Essay's Structure for Practical Data Community on Causal Analysis
I want to write something related to Causal Model for Practical Data Community. It will be a mini series, only 3 article.
1st article titled “Meet My New Friend, Causal Model”. This article will introduce what is causal model, how it works (start first with business understanding, put it in the DAG model, and eliminate confounder using backdoor elimination), how its result, and benefits of using it (compound your knowledge, an aligning tool mechanism — “We agreed that we will try to do X first because X will lead to Y which impactful for our Retention”).

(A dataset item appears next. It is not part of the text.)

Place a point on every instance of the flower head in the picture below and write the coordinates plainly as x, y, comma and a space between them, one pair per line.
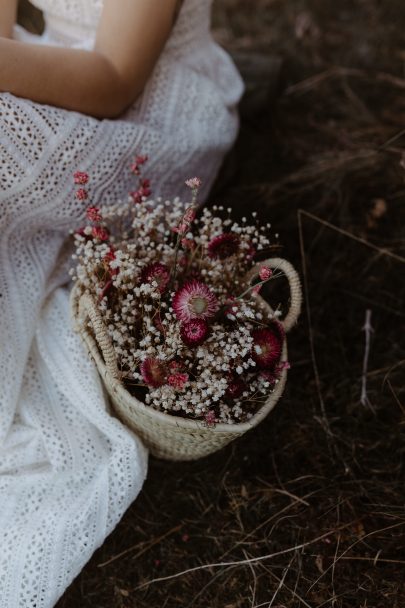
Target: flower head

In the 1st article, I should also structure my explanation tackling a common quote: “causation is not correlation”.
Quoting my Slack message below:
I plan to share more detail about this in Monday’s sharing session. But to condense what I’ve done here:
- (a) I think you folks familiar with “correlation is not causation” idiom. Actually we can use this to explain about this. We know that generally there are two ways to arrive at causation
- (1) If A correlate with B, we need to know if A influence B or the other way around
- (2) And again, if A correlate with B and we know that in our opinion A influence B (variable A have arrow to variable B), we need to make sure that there’s no confounding variable between these two that hinder us to achieve causality.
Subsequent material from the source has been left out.